Almost all (99%) strokes that occur after adult cardiac surgery are ischemic as opposed to hemorrhagic.12 The majority are due to macroemboli originating from the heart, aorta, or proximal arteries. In a review of 388 patients with stroke after isolated CABG surgery, 62% of cases were embolic; 10% were due to multiple causes; 9% were watershed (due to hypoperfusion, usually caused by a combination of extracranial arterial stenoses and systemic hypotension); 3% were lacunar (due to deep white matter ischemia in brain supplied by penetrating arteries); and 1% were thrombotic. The causes were unknown in 14%.12 When assessed prospectively, stroke is detected within the first 24 to 48 hours after surgery in at least two thirds of patients.7 Later-onset strokes are more common in patients with atrial fibrillation and in those undergoing valve surgery or placement of a ventricular assist device. The likelihood of death following cardiac surgery is three to six times higher in patients who have had strokes than those who have not. The length of stay in the ICU and the hospital is prolonged and more than half require in-patient rehabilitation.7

Clinical Presentation

Stroke can cause altered consciousness, focal neurologic signs, or both. Focal signs include weakness (typically a hemiplegia), visual field defects, and speech defects. Altered consciousness may occur when (1) there is a large hemispheric stroke; (2) there are multifocal infarctions; or (3) there is a posterior circulation stroke. Lesions in the prefrontal lobe, nondominant parietal lobe, or either occipital lobe may also cause altered consciousness and few or no localizing signs. Between 25% and 65% of strokes after cardiac surgery are multiple.13

Approximately one quarter of embolic strokes affect the posterior circulation. The posterior circulation supplies the brainstem, cerebellum, thalami, and occipital lobes. Emboli may affect any of the branches of the vertebrobasilar system. The most common site of obstruction is at the top of the basilar artery. Here an embolus can cause ischemia bilaterally to the thalami, midbrain, and occipital lobes. Clues to a posterior circulation stroke include altered consciousness, cranial nerve palsies, autonomic dysfunction, visual dysfunction, extensor posturing, and abnormal breathing.13

Strokes due to hypoperfusion result in a watershed pattern, in which infarction occurs in the border zones between either the anterior and middle cerebral arteries or the middle and posterior cerebral arteries. Patients with watershed infarction in the border zone between the anterior and middle cerebral arteries can present with the “man in a barrel”-type deficit, in which there is weakness of the proximal limbs and relative sparing of the hands and feet.

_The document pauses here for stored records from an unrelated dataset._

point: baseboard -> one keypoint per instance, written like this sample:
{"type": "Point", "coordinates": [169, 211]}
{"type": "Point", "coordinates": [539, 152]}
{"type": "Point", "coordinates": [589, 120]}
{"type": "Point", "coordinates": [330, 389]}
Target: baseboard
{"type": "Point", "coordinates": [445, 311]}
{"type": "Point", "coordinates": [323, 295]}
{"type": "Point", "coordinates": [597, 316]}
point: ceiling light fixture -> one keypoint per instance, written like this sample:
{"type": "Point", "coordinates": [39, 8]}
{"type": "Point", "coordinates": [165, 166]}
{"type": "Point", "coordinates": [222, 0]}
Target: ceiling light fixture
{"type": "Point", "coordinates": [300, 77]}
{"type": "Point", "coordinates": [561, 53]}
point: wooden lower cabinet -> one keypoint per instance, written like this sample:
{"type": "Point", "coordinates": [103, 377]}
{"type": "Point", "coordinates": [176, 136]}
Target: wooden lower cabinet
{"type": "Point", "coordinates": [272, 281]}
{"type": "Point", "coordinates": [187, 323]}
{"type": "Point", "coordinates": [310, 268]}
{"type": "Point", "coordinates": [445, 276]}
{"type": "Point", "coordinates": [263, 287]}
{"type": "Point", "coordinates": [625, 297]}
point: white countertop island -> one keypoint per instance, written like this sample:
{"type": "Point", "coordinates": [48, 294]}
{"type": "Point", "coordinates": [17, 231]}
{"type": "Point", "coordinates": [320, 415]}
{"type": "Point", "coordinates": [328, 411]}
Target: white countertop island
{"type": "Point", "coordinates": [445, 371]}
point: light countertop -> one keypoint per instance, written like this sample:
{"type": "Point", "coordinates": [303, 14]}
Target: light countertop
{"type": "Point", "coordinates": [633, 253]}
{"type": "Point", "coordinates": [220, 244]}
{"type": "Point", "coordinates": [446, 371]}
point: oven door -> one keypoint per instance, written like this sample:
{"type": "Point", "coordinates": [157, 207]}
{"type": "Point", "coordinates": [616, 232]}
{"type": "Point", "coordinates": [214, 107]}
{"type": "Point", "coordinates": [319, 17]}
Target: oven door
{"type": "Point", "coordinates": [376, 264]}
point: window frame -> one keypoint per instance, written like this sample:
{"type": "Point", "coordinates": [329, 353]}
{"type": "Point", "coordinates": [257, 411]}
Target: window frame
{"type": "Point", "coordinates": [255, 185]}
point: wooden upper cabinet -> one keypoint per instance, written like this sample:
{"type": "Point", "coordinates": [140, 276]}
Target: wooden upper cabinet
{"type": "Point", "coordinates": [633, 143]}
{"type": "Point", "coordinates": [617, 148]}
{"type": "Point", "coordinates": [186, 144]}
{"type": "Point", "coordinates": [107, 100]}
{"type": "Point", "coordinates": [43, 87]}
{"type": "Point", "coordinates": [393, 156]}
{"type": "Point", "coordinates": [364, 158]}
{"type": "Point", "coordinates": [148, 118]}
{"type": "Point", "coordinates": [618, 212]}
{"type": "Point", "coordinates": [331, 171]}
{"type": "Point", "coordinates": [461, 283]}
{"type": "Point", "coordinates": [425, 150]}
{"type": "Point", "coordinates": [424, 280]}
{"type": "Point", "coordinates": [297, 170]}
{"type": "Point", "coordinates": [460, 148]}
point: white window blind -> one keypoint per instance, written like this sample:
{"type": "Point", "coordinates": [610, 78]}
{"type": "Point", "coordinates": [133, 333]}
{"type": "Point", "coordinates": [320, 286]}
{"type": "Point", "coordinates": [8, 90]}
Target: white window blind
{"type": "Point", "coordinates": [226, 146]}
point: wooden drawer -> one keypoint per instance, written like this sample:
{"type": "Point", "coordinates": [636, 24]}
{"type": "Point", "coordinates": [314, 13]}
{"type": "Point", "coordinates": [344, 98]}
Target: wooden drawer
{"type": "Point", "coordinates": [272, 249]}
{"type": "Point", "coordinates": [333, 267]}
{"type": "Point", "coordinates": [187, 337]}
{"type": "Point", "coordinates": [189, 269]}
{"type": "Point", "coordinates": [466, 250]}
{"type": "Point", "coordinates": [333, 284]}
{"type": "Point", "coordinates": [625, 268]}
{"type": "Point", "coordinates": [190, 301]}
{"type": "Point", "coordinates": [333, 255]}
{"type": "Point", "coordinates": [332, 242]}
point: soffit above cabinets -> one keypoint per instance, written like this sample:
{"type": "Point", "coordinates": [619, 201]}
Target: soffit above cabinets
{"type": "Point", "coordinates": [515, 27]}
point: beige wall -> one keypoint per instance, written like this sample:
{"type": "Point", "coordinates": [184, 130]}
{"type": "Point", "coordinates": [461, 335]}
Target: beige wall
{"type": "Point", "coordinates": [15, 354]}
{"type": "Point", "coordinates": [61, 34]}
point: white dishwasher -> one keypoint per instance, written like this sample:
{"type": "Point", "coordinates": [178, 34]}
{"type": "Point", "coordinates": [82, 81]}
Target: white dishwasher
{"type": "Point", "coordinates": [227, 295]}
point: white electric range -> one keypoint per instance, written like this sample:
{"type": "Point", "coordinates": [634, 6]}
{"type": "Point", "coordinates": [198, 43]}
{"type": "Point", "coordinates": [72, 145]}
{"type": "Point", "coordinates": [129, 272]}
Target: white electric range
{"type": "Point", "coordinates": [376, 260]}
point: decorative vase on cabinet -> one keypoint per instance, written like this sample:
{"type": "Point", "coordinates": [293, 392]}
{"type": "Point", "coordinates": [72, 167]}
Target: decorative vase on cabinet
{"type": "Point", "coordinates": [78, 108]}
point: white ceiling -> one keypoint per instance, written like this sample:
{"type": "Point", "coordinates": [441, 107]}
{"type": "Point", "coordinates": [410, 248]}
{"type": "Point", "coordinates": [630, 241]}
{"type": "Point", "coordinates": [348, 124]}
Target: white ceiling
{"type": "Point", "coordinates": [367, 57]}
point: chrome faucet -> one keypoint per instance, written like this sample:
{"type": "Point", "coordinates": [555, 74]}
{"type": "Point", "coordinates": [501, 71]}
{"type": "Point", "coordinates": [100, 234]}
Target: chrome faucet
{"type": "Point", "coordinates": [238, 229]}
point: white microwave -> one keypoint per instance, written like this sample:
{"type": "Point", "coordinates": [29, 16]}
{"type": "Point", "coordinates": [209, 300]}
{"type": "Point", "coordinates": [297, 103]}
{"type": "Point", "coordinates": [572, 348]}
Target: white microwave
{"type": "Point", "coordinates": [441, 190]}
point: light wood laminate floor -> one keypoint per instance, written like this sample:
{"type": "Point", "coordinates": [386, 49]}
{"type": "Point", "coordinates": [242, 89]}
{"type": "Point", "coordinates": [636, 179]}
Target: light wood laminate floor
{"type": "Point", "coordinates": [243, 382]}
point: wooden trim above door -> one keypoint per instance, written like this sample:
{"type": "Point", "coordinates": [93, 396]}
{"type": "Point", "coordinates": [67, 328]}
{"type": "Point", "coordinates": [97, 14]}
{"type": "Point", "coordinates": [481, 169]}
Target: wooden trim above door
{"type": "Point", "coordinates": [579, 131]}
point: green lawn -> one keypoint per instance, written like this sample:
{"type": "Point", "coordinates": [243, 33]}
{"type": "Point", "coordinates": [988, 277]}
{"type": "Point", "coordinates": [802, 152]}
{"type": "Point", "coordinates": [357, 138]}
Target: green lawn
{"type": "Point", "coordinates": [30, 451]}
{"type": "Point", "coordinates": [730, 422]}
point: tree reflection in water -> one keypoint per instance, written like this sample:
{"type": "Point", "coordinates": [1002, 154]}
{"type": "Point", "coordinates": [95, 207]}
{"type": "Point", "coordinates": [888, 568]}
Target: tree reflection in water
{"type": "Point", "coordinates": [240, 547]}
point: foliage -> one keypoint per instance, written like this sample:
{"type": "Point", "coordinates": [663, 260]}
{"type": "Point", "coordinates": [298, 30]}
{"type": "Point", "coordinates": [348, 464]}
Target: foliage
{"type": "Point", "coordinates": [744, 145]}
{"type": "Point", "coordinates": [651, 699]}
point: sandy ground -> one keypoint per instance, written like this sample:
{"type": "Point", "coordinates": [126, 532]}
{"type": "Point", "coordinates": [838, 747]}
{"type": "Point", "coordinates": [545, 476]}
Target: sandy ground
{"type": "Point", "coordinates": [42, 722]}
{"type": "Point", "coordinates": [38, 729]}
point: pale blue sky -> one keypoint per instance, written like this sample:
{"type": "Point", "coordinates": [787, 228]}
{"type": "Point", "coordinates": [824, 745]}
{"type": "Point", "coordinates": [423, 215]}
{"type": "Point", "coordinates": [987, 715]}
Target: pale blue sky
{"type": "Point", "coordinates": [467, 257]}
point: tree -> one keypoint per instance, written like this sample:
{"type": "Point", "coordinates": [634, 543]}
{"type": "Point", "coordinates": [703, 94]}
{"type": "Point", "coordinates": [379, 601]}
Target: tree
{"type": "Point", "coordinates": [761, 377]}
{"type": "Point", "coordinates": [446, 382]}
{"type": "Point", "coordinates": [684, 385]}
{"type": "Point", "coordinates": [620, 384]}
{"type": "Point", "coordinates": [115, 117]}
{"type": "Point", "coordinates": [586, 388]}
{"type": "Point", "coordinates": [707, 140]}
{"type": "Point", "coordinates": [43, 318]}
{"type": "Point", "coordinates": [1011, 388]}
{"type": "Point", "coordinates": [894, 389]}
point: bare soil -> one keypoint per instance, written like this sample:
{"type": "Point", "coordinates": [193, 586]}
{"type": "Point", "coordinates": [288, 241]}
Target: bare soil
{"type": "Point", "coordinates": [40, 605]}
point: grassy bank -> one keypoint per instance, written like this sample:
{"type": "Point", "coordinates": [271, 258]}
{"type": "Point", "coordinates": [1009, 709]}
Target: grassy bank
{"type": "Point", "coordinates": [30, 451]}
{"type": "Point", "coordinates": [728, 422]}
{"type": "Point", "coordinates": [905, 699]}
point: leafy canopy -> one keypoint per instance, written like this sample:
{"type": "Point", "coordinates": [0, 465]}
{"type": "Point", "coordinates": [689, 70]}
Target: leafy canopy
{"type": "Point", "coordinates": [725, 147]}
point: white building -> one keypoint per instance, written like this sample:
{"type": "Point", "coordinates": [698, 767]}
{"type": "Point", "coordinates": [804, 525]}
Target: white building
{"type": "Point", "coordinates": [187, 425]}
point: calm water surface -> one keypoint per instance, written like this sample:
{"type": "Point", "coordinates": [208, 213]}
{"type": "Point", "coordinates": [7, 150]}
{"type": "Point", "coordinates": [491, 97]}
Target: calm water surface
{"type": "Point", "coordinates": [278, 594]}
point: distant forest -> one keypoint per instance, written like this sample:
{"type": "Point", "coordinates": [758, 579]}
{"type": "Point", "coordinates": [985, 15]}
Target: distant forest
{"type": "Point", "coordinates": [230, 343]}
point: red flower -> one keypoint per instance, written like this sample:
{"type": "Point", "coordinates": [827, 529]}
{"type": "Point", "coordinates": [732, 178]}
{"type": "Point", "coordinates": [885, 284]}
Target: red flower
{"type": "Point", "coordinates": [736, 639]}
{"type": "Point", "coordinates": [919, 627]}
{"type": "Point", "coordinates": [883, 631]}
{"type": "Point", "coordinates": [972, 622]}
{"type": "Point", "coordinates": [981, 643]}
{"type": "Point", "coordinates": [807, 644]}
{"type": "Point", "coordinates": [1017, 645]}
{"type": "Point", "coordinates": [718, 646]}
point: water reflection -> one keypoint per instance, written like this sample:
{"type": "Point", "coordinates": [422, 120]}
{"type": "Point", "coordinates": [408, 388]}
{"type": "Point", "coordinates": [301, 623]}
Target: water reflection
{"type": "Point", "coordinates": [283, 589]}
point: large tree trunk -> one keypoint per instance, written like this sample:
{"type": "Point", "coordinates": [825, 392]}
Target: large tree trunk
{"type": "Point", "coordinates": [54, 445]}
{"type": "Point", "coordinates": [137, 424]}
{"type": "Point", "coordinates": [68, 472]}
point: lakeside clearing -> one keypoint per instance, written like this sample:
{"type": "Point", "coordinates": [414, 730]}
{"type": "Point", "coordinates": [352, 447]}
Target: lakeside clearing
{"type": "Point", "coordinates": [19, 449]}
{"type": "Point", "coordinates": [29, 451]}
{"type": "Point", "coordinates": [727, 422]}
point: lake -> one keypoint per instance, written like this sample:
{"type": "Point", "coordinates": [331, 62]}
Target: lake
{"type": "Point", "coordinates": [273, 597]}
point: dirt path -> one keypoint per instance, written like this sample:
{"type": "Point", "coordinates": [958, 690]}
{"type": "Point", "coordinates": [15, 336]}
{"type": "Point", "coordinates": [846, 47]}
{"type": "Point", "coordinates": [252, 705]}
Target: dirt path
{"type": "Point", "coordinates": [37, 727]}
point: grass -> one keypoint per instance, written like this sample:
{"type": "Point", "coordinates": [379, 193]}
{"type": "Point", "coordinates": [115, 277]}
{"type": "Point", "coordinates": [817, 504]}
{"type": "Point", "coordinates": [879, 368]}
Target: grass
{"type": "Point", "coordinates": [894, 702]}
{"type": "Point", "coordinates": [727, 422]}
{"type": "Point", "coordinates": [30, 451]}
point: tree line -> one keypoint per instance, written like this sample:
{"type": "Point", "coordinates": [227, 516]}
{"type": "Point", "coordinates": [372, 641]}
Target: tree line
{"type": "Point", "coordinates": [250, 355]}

Risk Factors and Prevention

A number of investigators have developed preoperative predictive models to determine the risk for stroke. These models usually include the common risk factors for vascular disease, such as advanced age, previous stroke or transient ischemic attack, hypertension, diabetes, carotid artery stenosis, and peripheral vascular disease.1,7 In addition, they may include factors related to the cardiac procedure, such as the presence of unstable angina, valvular or combined cardiac operations, and aortic arch surgery.